Congenital TBM can be caused by premature birth before 37 weeks of pregnancy, an aorta that didn’t form correctly while in the womb, or inherited diseases like Hunter syndrome, Hurler syndrome, or Ehlers-Danlos syndrome. Airway collapse can also happen for no apparent reason.

Acquired TBM can be caused by medical conditions like asthma, bronchitis, obesity, chronic obstructive pulmonary disease (COPD), gastroesophageal reflux disease (GERD), goiters, or relapsing polychondritis. You can also experience airway collapse if you’ve had tracheostomy surgery or if you’ve been on a ventilator for an extended amount of time. Using inhaled corticosteroids for a long time can also affect the stiffness of your airways and lead to airway collapse.

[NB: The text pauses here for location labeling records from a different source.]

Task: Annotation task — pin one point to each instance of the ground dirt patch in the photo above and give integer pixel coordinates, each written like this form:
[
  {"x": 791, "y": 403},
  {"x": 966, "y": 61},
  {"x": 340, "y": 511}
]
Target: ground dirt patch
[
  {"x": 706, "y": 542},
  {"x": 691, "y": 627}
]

Diagnosing airway collapse

Your health care provider will ask about your symptoms and any medical conditions you have. Tests can check the function of your lungs and look at how much your airways narrow when you breathe or cough. Your doctor may recommend additional tests to determine if other conditions might be causing your symptoms.

Treatment options for a collapsed airway

If you have a baby with airway collapse, you can learn how to adjust feedings to improve your baby’s breathing. A nebulizer, medication, and pulmonary rehabilitation can help manage symptoms. Your child’s cartilage may get stiffer with age and stop collapsing, but some children need ongoing care or surgery. If you’re an adult with airway collapse, you can learn to manage your symptoms with pulmonary rehabilitation, continuous positive airway pressure (CPAP), and devices that help you cough up mucus. Treatments also include medications, surgery—such as tracheobronchoplasty, airway stenting, or tracheopexy—that helps keep your airways open, and therapy for any underlying conditions.

Lung specialists providing expert care

Penn Pulmonology’s specialists have expertise in complex respiratory diseases like TBM and EDAC. Our pulmonary experts use noninvasive and minimally invasive diagnostic techniques whenever possible to evaluate you for a collapsed trachea or bronchi. This allows your health care team to see your airways, give you an accurate diagnosis, and plan surgery if you need it. The advanced technology and treatments at Penn Medicine mean you’ll get the care that’s right for you.